Essa profundidade conceitual é a marca de uma artista cujo olhar foi treinado para unir estética e funcionalidade. Adriana é uma designer e ceramista paulista que, após se formar em Desenho Industrial pela FAAP, aprofundou seus conhecimentos em arte e moda na Universidade Central Saint Martins, em Londres. Em 2025 participou da Semana de design de Milão com suas obras. Seja em suas luminárias inspiradas na zona Abissal ou em suas peças utilitárias, Adriana cria obras que nascem de escuta, afeto e intenção. Uma cerâmica que não é só objeto: é resposta. Presença. Gesto.

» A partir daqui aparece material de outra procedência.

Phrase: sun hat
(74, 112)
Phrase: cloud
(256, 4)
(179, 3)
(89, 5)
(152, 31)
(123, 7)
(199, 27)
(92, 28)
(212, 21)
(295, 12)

A escolha da cerâmica como veículo para essa gênese não é acidental. O barro, a "matéria primordial", é o único material capaz de contar essa história. O esmalte em tons terrosos e verdes conecta a escultura diretamente à pele da floresta. É a materialização da pergunta que a própria obra nos faz: onde termina o corpo e começa a paisagem?
A Arte Sob Medida
A obra de Adriana Chamma é um gesto de conexão intuitiva. Cada peça que nasce carrega mais do que forma: carrega afeto, intenção e identidade. Em suas mãos, a cerâmica se transforma num território de encontros, onde arte e pessoa se reconhecem, moldando juntas uma obra que não se repete, nasce de um vínculo único.
Ao criar um jogo de xadrez cerâmico exclusivo, uma coleção de jantar inspirada nos contornos do Ibirapuera ou uma escultura íntima para um espaço particular, Adriana faz mais do que atender a um pedido — ela constrói uma narrativa em barro. Suas criações sob medida são, antes de tudo, experiências: cada cliente se torna parte do processo, deixando marcas invisíveis que a artista transforma em superfícies táteis, curvas sensíveis, esmaltes que contam histórias silenciosas.



Essa cerâmica com destinatário rompe com a lógica da produção em série e convida à contemplação da singularidade. Cada peça sob medida é como uma resposta — a uma memória, a um desejo, a uma ideia que ainda não tinha forma. Adriana não oferece apenas um objeto, mas uma presença: algo feito para pertencer, para habitar um espaço.
Sua prática revela que a verdadeira sofisticação está na sensibilidade em captar o que não se diz. E sua cerâmica, feita à medida de cada história, é um reflexo daquilo que mais importa na arte: a capacidade de tocar o outro de forma intensa e transformadora.


Na cerâmica de Adriana, matéria e metáfora caminham lado a lado.
Suas criações ultrapassam o objeto para se tornarem linguagem — e nas séries “Abissal” e “Frente Inverso”, essa linguagem nos convida a mergulhos profundos, tanto nas águas mais escuras do oceano quanto nas camadas íntimas da experiência humana.
A coleção “Abissal” nasce de uma imersão simbólica nas profundezas do mar, onde a luz não chega — a não ser pela bioluminescência de criaturas que aprenderam a brilhar sozinhas. Cada luminária dessa série carrega esse paradoxo essencial: escuridão e luz, silêncio e presença, forma e fluidez. As peças evocam o mistério da vida abissal, com curvas orgânicas e texturas que parecem surgir do fundo do mundo.